Hi to everyone!
I’d like to discuss with you about the possibility to implement a co-location system for multiplayer mixed reality apps running on multiple Meta Quest 3 devices sharing the same room.
I know the Meta own SDK has some proprietary features for this purpose like Spatial Anchors, but since there is a lot of cloud stuff to set up, I am trying to get ahead with a “custom” implementation sticking to XR Interaction Toolkit, AR Foundation and Meta OpenXR, while managing multiplayer using Unity NGO.
I started from the VR Multiplayer Template to have a solid network base for my app, and now I’m experimenting with strategies to syncronize players positions with their physical positions. To do so, I need that all users shares, host and clients, a point that can be considered equally placed in both physical and virtual space (should be used as a sort of frame of reference center).

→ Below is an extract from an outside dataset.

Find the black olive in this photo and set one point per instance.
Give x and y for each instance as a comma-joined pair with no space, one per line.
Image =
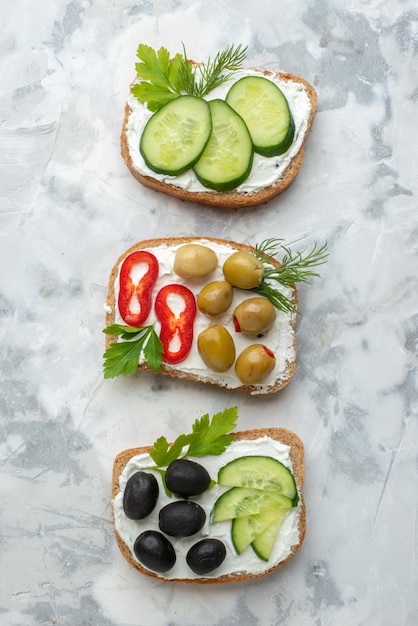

The only thing that came to my mind for now to achieve this result, is to access Meta Quest spatial informations, retrieve ARPlanes, and make the host spawn a Networked ARAnchor to the center of a reference plane (for example the floor or the ceiling).
A client that joins the host lobby should compute the distance between its local reference plane center (ex. local floor center) and the ARAnchor position shared by the host. That distance is used to relocate the client XROrigin.
// Example snippet using floor as reference
var localToSharedDistance = arFloorPlaneLocal.center - sharedAnchor.transform.position;
xrOrigin.transform.position += localToSharedDistance;
A more complex version could use more than one single plane for reference. For example, all walls and planes recognized by the ARPlaneManager that are flagged as Floor, WallFace or Ceiling can be used to compute a sort of room centroid that the host can use to place the shared ARAnchor. The client could compute the same centroid using local arPlanes, evaluate the distance between local centroid and shared anchor and then apply that distance to the XROrigin.
Now I’m asking you some feedback, since I’m still trying to make this approach work. Have you got some advice to give? Is this logic right or am I missing something?
I figure that one problem could be the fact that this method assumes that all headsets have registered really similar real space room data (walls, floor and ceiling dimensions). Do you suggest different ways to get a shared frame of reference?
And finally, could this feature be actually implemented using these tools combo, without Meta Spatial Anchors? Or there are limitations that I missed and that does not permit it?
Thanks for reaching! Hope to open a nice discussion.